Saturday, December 26, 2015


Here's a lovely article by David Silbersweig about the importance of liberal arts training for those in the medical profession.  Of course, his argument would apply to any profession, but it has particular relevance in this one, where the tendency to rely on the "hard sciences" is emphasized even in the undergraduate years. Excerpts:

[M]y thoughts returned to my sophomore year at Dartmouth, when I went back to my childhood dentist during a school break.

In the chit-chat of the checkup, as I lay back in the chair with the suction tube in my mouth, he asked: “What are you majoring in at college?” When I replied that I was majoring in philosophy, he said: “What are you going to do with that?”

“Think,” I replied.

And what a continuously giving gift philosophy has been. While it seemed impractical to my dentist, it has informed and provided a methodology for everything I have done since. If you can get through a one-sentence paragraph of Kant, holding all of its ideas and clauses in juxtaposition in your mind, you can think through most anything. If you can extract, and abstract, underlying assumptions or superordinate principles, or reason through to the implications of arguments, you can identify and address issues in a myriad of fields.


The ability for a single person to have access to a broad array of disciplines within his/her own brain-mind [allows] for certain insights and nimbleness of thought. Collaboration among such multidisciplinary individuals can take ideas and methods to the next level, resulting in new, unforeseen possibilities.

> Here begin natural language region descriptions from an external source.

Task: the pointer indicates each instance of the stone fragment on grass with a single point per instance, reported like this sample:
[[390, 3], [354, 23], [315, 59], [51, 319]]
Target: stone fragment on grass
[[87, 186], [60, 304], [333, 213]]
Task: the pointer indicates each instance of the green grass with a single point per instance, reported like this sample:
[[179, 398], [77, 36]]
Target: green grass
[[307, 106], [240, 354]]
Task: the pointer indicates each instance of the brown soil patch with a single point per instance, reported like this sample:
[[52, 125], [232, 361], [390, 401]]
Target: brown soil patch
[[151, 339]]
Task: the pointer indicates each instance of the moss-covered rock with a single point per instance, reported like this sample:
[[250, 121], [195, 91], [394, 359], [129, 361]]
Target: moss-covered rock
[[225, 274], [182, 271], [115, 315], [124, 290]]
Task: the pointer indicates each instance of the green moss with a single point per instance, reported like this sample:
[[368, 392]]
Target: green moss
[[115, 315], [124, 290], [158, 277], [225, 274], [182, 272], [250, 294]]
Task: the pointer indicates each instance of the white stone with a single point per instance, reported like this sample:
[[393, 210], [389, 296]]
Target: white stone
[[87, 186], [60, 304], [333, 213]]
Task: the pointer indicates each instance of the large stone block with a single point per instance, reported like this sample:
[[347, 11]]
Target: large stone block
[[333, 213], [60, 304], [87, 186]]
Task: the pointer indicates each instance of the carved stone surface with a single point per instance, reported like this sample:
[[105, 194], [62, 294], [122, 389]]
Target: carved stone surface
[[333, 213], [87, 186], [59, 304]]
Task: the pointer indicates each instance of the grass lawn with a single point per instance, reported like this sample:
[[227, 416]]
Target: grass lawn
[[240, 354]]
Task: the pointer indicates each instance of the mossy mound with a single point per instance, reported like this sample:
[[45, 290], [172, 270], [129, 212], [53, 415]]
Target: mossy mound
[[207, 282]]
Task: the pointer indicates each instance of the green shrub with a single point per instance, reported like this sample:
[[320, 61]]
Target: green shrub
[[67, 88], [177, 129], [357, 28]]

If we are to remain at the forefront of knowledge creation in this changing, globalizing world, then our students must be the next generation of explorers. We have a sacred obligation as educators, role models and mentors to ensure a system that promotes the attributes conducive to their success. A broad yet rigorous education will best equip them to go forth into uncharted territory to address issues of import to humanity in a creative fashion.


nonlocal MD said...

The impetus to admit medical students with majors other than in the sciences has been going on at least since I entered med school in 1973. What is lacking, to my knowledge, is any sort of study on whether this has made any difference to patient care. One of the first things you learn in medicine (and perhaps many other fields) is that having something seem intuitively obvious doesn't make it true.

e-Patient Dave said...

I'm all for deep thinking - absence of it is the root of so much mischief, especially so much misinterpretation of data, so many off-target inferences, and especially regarding a liberal education, too narrow a scope when considering implications of a choice.

At the same time I shudder at the idea that someone might decide to study philosophy (the love of knowledge, per se) thinking it alone will earn them a living. It seems that better thinking is a fundamental skill, not a profession itself - not unlike reading and writing, yes?

I'd note, too, that in training our clinicians, there are other gaps that need attention. Eight years ago one of my earliest posts, in my e-patient awakening, was about a then-new report about statistical illiteracy among docs(!). (Hm, I just re-read that whole thing and it's better than I remembered.)

The most recent essay on the need for good thinking in medicine is Malcolm Gladwell's appalling New Yorker piece this month, "Tough Medicine," which recounts the utterly disgusting scientific sloppiness at Memorial Sloan Kettering (see the 1970 anecdote). You and I as then-undergrads would have been assassinated for doing a lab experiment the way those researchers did, changing the protocol and then declaring that the protocol didn't work. Unbelievable!

How well we think does indeed matter. Not just as a feel-good nicety - people come up with WRONG ANSWERS if they don't know how to think well. And scope of that thinking matters.

Here's to the wonderful smart (and tough) people in the field who have heart, brains and spine, all in one.

Thomas said...

Agree. Wish I had been an English major instead of pre-med. Didn't know I could do that. Did make a good choice and took a year of Internal Medicine before my OBGYN residency. Same reason; taught me how to reason on medical terms.